Qualitative equivalence between incompatibility and Bell nonlocality
- URL: http://arxiv.org/abs/2008.10100v2
- Date: Mon, 4 Sep 2023 07:53:16 GMT
- Title: Qualitative equivalence between incompatibility and Bell nonlocality
- Authors: Shiv Akshar Yadavalli, Nikola Andrejic, Ravi Kunjwal
- Abstract summary: Measurements in quantum theory can fail to be jointly measurable.
Incompatibility of measurements is necessary but not sufficient for violating Bell inequalities.
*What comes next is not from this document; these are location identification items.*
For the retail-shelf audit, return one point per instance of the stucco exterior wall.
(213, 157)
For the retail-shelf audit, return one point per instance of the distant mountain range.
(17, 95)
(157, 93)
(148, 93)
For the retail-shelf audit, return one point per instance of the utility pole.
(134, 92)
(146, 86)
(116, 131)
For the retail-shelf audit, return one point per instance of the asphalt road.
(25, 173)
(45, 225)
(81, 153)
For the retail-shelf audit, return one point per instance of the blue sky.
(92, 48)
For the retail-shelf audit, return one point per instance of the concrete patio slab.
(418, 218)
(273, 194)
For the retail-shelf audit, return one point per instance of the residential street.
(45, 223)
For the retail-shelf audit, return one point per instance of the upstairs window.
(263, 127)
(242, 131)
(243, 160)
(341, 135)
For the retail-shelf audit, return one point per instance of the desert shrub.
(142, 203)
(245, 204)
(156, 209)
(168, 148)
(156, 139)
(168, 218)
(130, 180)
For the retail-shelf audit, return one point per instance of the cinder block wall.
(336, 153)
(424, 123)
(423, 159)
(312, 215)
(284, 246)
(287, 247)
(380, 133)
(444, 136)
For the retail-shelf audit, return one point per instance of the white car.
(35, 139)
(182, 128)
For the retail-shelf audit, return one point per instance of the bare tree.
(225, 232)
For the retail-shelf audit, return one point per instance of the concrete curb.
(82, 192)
We show that a non-trivial joint measurability structure is not only necessary for a Bell violation, but also sufficient.
- Score: 0.0
- License: http://arxiv.org/licenses/nonexclusive-distrib/1.0/
- Abstract: Measurements in quantum theory can fail to be jointly measurable. Like
entanglement, this incompatibility of measurements is necessary but not
sufficient for violating Bell inequalities. The (in)compatibility relations
among a set of measurements can be represented by a joint measurability
structure, i.e., a hypergraph whose vertices denote measurements and hyperedges
denote all and only compatible sets of measurements. Since incompatibility is
necessary for a Bell violation, the joint measurability structure on each wing
of a Bell experiment must necessarily be non-trivial, i.e., it must admit a
subset of incompatible vertices. Here we show that for any non-trivial joint
measurability structure with a finite set of vertices, there exists a quantum
realization with a set of measurements that enables a Bell violation, i.e.,
given that Alice has access to this incompatible set of measurements, there
exists a set of measurements for Bob and an entangled state shared between them
such that they can jointly violate a Bell inequality. Hence, a non-trivial
joint measurability structure is not only necessary for a Bell violation, but
also sufficient. We also provide a partial characterization of qubit
measurements that are useful for Bell inequality violations in the simplest
joint measurability structure of interest, i.e., Specker's scenario, which
consists of three pairwise compatible but triplewise incompatible measurements.